‘Half-success in Afghanistan, total failure in Iraq’
As President Bush embarks on his latest
political tactic of dividing the nation (and please don't tell me partisan politics aren't involved), perhaps it's time to listen to what a non-liberal and non-Democratic source says about the war. From the Economist, in a sub. req. editorial entitled
'Five years on':,
(An) honest tally of the record since September 11th has to conclude that the number of jihadists and their sympathisers has probably multiplied many times since then. It has multiplied, moreover, partly as a result of the way America responded. ...
This (initial Afghan) achievement, however, was cancelled out by the consequences of Mr Bush’s second war: The invasion of Iraq. ...

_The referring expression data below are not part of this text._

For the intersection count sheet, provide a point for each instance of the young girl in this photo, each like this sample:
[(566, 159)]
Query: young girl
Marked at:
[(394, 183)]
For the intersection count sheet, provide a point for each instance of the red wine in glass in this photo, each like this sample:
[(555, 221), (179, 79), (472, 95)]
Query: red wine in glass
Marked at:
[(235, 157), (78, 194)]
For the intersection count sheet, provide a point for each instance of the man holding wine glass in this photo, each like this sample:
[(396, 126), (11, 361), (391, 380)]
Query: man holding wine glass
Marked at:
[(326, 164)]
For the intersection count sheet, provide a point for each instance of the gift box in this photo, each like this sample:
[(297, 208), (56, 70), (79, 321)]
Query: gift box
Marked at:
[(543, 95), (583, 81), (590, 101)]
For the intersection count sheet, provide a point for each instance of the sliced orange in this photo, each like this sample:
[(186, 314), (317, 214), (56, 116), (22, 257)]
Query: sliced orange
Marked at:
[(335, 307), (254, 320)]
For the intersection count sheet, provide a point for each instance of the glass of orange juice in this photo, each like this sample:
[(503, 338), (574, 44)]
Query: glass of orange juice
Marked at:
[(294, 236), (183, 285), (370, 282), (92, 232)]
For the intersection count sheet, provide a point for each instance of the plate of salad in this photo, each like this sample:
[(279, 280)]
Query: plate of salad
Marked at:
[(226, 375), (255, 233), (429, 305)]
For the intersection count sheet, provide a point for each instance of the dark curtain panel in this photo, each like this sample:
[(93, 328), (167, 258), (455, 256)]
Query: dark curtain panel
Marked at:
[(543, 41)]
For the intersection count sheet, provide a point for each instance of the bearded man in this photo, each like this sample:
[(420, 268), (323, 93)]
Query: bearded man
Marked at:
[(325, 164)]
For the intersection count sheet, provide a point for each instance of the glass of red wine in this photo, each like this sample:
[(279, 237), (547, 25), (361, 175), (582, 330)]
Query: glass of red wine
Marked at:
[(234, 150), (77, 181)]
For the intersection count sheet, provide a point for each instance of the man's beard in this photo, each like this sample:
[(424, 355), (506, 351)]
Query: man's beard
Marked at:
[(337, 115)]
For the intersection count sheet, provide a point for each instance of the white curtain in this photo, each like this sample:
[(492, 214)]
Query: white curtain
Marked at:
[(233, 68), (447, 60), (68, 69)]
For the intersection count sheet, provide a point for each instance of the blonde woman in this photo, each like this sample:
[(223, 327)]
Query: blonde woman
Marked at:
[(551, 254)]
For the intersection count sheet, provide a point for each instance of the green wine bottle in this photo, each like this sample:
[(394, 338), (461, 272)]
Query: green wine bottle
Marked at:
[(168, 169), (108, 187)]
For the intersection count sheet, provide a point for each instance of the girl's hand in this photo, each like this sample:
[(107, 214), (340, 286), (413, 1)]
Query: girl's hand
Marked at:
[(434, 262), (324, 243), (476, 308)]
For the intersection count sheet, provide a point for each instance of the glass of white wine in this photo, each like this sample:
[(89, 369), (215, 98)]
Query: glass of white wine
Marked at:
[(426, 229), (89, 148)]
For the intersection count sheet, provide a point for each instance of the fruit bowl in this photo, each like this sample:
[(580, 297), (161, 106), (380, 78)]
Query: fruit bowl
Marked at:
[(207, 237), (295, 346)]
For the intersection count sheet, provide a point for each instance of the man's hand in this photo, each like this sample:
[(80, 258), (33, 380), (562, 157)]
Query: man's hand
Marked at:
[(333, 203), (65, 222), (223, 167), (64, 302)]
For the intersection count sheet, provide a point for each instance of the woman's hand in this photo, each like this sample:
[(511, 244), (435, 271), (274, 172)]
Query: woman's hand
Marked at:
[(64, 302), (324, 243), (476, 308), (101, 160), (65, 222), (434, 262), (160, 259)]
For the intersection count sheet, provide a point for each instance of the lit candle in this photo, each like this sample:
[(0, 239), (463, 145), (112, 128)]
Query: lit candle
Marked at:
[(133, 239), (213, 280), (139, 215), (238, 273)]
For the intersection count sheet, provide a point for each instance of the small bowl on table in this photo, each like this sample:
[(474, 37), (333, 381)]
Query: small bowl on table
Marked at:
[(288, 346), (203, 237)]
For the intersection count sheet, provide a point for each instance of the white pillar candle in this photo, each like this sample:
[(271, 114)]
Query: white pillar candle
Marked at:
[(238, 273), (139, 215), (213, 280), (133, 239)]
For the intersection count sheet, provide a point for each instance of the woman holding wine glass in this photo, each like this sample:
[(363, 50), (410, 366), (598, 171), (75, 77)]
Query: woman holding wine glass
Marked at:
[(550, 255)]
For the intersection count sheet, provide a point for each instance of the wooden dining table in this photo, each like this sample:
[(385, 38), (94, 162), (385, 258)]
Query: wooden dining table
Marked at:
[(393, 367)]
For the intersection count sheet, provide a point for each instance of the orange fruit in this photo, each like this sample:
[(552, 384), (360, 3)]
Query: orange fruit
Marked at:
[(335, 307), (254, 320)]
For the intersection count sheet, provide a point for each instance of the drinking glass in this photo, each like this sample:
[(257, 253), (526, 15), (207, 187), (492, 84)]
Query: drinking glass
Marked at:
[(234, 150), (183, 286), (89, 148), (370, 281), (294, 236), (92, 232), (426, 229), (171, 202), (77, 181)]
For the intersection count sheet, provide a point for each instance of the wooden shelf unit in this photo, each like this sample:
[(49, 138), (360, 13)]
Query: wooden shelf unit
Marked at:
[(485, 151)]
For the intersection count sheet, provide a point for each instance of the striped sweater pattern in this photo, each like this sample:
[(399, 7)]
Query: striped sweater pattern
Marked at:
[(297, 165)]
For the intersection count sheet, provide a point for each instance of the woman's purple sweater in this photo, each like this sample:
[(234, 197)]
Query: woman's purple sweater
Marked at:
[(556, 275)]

(The) pre-war claims of America and Britain that (Saddam) had defied the Security Council by keeping his banned chemical and biological weapons, and continuing to seek nuclear ones, turned out to be false. In the battle for world opinion, this mistake, if such it was, had calamitous consequences. ...
There were those (such as this newspaper) who supported the Iraq war solely because of the danger that a Saddam Hussein with a biological or atomic bomb would indeed have posed. But Mr Bush and Mr Blair refused after the war to be embarrassed by the absence of the weapons that had so alarmed them beforehand. ...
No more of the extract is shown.